Bishrampur's economy mainly depends on coal mines. South Eastern Coalfields Limited is the only coal mining company, but various small factories and industries are in force. An Indian oil depot is also been situated along with regional head office of Food Corporation of India.

Bishrampur is a town and a nagar panchayat. It is 12 km south-east from the district headquarters at Surajpur. National Highway 43 passes through Bishrampur. Asia's largest drag-line machines for coal excavation are located in Bishrampur; they are named Shiv and Shakti. They were imported from United States of America in 1962.

==Education==
Bishrampur has both government and private schools, using both Hindi and English as teaching languages.

There are two colleges: one is Shashakiya Mahavidyalaya. The second college is a private institution named Veena Girls College. Both colleges are affiliated to Surguja University, Ambikapur.

D.A.V. Public School, Carmel Convent School, Maharana Pratap Public school and Swami Vivekanand Senior Secondary School are those who use English as a teaching medium.
Alok Mittal who was All India Topper of MAT Exam-February 2008 (Management Aptitude Test) through scoring 800/800 marks is an alumnus of DAV Public School.

There are also Hindi medium schools:
- Saraswati Sishu Mandir
- Saraswti Sishu Mandir Girls School
- Carmel Convent Hindi Medium School
- Swami Vivekanand Senior Secondary Hindi medium School
- Government Boys Higher Secondary School
- Rajkumar Public School
- Sharda Public School
- Aruna Public School
- Bharat Mata Public School

==Railway==
There is a railway station 1 Km from the Bishrampur Market.
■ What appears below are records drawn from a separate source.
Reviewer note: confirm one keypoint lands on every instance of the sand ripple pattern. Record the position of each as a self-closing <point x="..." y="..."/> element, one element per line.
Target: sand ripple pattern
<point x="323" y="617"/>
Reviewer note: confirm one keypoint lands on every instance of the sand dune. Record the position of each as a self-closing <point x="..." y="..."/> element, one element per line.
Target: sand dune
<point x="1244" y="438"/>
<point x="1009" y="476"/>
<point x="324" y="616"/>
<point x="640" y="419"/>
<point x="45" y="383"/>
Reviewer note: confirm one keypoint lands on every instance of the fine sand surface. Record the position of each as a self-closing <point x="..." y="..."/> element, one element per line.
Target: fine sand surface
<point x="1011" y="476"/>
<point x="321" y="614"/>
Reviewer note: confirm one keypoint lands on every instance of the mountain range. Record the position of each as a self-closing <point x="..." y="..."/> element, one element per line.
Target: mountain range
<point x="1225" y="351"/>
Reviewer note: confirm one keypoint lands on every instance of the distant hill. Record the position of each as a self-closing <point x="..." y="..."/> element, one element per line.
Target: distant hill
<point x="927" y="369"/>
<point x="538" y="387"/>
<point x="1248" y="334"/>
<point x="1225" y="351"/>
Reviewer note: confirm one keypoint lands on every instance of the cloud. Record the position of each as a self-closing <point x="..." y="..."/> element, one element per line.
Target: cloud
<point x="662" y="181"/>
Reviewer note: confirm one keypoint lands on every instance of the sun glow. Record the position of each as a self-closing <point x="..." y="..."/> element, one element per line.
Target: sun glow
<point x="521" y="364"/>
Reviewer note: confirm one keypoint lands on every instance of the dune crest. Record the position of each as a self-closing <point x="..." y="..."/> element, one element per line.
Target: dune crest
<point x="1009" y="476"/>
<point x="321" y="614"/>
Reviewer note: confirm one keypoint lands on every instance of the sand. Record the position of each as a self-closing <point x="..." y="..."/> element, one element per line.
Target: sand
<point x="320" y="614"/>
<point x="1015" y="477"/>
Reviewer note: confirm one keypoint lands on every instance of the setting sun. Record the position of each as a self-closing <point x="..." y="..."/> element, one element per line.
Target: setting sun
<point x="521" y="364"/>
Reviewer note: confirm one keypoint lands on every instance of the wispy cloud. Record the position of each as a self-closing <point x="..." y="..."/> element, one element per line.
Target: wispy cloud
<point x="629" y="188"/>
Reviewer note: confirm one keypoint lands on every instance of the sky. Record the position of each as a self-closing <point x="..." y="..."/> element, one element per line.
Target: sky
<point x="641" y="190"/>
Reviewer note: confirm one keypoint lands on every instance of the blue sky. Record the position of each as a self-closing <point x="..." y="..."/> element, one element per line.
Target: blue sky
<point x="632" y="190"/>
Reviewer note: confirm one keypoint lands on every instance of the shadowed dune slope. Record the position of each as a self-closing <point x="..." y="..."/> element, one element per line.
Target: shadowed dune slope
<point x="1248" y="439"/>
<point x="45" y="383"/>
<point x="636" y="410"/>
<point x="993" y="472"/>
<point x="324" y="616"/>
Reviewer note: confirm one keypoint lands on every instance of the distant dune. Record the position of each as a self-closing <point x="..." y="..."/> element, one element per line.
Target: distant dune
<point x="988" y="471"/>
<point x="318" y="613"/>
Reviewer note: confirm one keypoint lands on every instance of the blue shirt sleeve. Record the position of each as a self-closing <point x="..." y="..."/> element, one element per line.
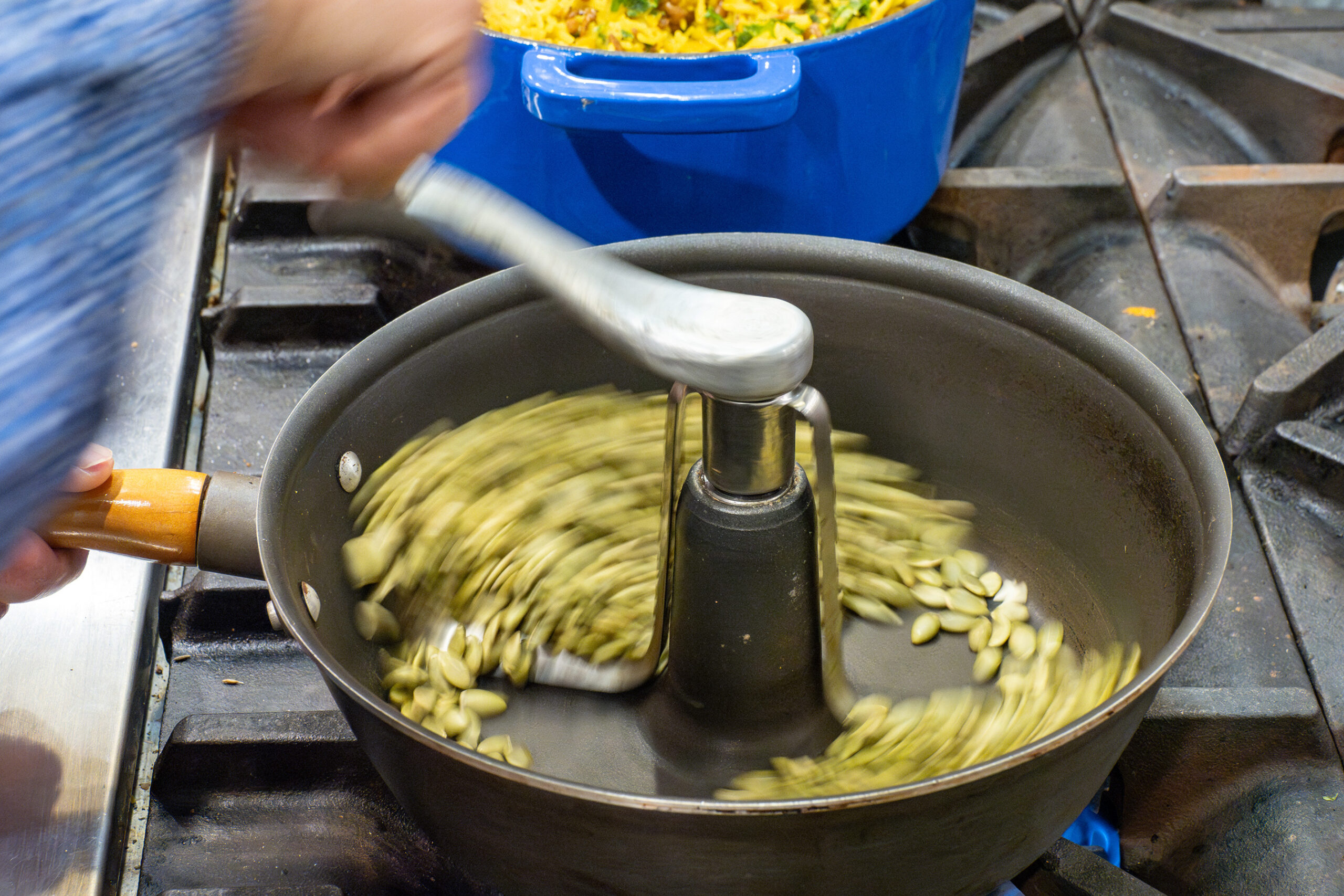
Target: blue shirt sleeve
<point x="93" y="97"/>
The 18241 / 18242 Durg Ambikapur Express, the 11265 / 11266 Ambikapur Jabalpur Superfast Express pass through. Local trains, such as ABM, Ambikapur-Shahdol and Memu connecting with the cities Raipur, Anuppur, Bilaspur and Jabalpur.

==Recent Development==
The construction of one public park Pushpa Vatika; Haat Baazar, a bus stand and a new Nagar Panchayat Bhawan, toilets under Swatch Bharat Mission and water supply system in some wards by the Nagar Panchayat (municipal council); and the Sai Baba Mandir by local religious groups. A new Government College is also built in Gorakhnathpur. A new temple of Sai baba is Also constructed.